The earliest date travel could resume is May 17.
Speaking on Wednesday, the Prime Minister maintained the UK would uphold a sensible and cautious approach to foreign travel this summer to avoid ‘an influx of disease’.
Boris Johnson said there would be ‘some opening up’ on May 17, but that reopening the country must be done in a way ‘to make sure that we don’t see the virus coming back in’ to the UK.
Mr Johnson’s cautious tone came as some MPs called for restrictions on foreign holidays to be maintained to protect the country from Covid-19 variants, and Labour leader Sir Keir Starmer urged a ‘careful’ approach.
‘We do want to do some opening up on May 17 but I don’t think that the people of this country want to see an influx of disease from anywhere else,’ the Premier said.
‘I certainly don’t and we have got to be very, very tough, and we have got to be as cautious as we can, whilst we continue to open up.’
Passengers wearing face masks have their temperature taken as they queue at a British Airways check-in desk at Heathrow airport
A senior Heathrow official told MPs how more than half of arrivals are waiting two or three hours at the border, with some queuing for seven hours.
Arrivals are a fraction of what they were pre-pandemic and travel bosses fear queues could exceed even current waiting times as the ban on foreign holidays is lifted.
Sean Doyle, head of BA, said it had been working hard to ensure it can welcome customers safely but public confidence would be undermined ‘if we are not fully prepared at entry points into the UK’.
Heathrow Airport boss John Holland-Kaye said: ‘Recently, passengers arriving in this country have faced waiting times of over six hours with hardly any desks manned. This is inhumane and completely avoidable.
‘This is a wake-up call for ministers to make sure that when international travel restarts, the processes at the border are automated and every desk is manned.’
In a report published last month, the Government’s global travel taskforce pledged to ‘develop automatic validation’ of the form process so borders could flow smoothly this summer. The forms must be filled out by every passenger online before boarding a UK-bound plane, train or ship.
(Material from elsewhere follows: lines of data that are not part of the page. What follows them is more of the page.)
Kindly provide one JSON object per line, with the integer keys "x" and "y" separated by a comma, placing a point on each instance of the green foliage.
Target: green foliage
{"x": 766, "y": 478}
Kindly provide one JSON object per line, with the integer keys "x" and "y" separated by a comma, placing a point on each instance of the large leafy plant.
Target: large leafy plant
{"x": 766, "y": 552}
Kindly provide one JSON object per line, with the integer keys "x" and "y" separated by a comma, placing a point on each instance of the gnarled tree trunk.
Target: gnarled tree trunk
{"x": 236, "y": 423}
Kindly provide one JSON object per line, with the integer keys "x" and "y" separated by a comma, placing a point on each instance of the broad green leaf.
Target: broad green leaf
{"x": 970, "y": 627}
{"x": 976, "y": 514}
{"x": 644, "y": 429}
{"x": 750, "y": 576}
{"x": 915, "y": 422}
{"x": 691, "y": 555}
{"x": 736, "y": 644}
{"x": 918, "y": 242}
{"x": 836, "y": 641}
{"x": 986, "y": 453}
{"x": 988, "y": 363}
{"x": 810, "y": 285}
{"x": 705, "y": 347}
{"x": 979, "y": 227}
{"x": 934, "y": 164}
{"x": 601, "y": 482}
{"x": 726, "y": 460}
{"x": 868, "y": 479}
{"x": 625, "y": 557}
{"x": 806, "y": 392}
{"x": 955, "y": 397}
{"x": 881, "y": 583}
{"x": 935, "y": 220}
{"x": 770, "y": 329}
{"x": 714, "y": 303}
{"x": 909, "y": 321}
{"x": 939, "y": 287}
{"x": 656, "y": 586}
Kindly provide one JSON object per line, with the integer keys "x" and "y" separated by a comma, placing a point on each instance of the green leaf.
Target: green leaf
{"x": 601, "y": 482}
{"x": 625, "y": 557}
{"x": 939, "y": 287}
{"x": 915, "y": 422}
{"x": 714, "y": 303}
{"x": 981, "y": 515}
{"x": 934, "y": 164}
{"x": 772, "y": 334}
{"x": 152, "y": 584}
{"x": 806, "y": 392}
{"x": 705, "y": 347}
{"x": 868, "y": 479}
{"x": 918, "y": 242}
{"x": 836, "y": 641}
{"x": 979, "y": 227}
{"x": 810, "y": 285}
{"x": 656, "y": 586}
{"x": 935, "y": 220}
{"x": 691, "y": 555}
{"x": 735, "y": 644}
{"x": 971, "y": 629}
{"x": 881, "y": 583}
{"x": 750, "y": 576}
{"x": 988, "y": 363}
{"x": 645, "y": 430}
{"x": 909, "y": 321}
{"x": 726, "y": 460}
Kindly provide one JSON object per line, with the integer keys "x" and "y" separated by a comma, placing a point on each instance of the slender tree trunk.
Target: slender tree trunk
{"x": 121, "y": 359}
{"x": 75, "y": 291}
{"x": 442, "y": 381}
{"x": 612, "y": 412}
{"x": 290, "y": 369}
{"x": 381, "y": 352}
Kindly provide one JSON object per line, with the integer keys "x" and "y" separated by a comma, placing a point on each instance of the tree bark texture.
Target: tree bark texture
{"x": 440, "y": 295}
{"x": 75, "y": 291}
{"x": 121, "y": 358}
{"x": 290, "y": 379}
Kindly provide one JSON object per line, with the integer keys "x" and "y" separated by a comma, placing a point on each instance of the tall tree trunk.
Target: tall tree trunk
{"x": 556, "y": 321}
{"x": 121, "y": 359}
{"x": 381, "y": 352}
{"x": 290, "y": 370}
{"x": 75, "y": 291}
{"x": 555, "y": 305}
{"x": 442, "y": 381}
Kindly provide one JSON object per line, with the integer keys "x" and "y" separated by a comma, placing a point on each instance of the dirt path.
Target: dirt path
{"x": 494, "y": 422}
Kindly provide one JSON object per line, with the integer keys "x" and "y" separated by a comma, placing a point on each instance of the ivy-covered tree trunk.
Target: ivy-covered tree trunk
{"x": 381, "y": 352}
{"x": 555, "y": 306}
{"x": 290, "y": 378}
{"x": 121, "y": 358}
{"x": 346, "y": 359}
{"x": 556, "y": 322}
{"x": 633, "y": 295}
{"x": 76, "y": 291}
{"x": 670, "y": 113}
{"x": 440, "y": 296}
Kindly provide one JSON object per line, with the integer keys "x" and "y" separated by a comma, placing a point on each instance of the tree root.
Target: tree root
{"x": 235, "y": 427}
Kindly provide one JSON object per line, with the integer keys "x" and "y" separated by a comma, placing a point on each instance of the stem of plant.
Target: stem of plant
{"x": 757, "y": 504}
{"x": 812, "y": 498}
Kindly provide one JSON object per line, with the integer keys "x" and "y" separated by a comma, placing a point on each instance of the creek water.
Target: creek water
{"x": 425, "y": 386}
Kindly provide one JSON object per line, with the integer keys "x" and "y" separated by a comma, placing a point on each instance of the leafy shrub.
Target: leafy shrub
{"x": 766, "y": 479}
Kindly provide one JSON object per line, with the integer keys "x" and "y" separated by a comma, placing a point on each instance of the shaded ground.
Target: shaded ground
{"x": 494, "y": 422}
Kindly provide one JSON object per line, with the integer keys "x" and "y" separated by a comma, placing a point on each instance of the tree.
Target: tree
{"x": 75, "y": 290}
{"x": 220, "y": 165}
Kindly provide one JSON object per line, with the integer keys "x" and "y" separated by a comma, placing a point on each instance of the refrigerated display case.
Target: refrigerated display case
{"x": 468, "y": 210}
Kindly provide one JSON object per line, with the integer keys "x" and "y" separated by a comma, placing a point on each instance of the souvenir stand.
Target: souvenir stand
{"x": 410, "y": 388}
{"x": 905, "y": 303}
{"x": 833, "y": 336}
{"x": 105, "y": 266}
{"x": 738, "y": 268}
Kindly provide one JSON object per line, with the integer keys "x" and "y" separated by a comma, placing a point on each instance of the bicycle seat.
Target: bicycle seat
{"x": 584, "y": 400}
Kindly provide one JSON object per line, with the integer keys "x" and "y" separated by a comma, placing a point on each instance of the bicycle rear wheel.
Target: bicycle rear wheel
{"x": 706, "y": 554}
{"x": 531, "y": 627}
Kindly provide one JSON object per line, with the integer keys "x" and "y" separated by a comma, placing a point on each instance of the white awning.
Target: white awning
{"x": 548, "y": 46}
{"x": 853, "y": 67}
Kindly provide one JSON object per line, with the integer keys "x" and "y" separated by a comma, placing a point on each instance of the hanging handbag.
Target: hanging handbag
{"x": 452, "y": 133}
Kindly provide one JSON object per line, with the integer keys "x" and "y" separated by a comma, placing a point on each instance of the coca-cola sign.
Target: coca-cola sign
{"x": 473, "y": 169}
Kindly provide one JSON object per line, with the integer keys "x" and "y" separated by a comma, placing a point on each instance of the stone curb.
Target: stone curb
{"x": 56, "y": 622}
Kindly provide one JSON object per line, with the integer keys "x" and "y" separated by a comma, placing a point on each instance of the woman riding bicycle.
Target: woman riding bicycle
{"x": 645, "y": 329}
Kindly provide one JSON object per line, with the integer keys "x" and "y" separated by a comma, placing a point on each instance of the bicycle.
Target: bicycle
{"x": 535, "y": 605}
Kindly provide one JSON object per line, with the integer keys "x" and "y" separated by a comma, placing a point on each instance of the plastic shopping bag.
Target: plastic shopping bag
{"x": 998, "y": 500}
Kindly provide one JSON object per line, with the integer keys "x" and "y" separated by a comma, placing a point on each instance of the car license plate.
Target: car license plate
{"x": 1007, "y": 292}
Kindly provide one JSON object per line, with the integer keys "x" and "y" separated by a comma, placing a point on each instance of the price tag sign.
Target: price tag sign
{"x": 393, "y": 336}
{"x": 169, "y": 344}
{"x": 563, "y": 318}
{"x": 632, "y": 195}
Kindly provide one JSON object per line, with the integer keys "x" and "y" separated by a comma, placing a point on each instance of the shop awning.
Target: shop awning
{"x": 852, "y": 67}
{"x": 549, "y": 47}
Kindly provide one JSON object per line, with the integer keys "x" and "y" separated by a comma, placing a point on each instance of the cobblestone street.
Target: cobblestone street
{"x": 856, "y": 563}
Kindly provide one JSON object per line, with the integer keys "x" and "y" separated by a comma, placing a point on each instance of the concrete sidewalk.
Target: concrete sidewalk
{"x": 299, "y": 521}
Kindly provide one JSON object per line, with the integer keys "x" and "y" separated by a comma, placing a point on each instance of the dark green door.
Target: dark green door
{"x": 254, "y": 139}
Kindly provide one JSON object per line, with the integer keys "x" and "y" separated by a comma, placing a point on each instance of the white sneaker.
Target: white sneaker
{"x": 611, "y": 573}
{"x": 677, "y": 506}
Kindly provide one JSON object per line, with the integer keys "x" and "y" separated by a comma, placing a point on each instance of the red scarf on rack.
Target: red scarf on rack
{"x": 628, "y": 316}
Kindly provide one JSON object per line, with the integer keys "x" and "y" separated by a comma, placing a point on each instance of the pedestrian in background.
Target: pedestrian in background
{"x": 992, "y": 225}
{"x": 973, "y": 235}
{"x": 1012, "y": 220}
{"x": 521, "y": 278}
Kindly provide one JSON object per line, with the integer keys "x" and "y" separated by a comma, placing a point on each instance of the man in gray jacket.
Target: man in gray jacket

The report said Border Force could then make wider use of e-gates at the largest airports by summer. But travel chiefs fear this timeline is not ambitious enough.
Karen Dee, of the Airport Operators Association, said: ‘Border Force’s record of failure to deliver digitisation on time does not fill us with confidence this will be achievable.’ And Steve Heapy, head of package holiday giant Jet2, said: ‘Border Force needs to gear up for this… there’s a lot of work to do. But there’s still no meat on the bones as to how these things are going to work.’
But Border Force insiders said they are already working at ‘full pelt’. Queues are down to the ‘laborious’ checks to ensure travellers are not breaching Covid rules.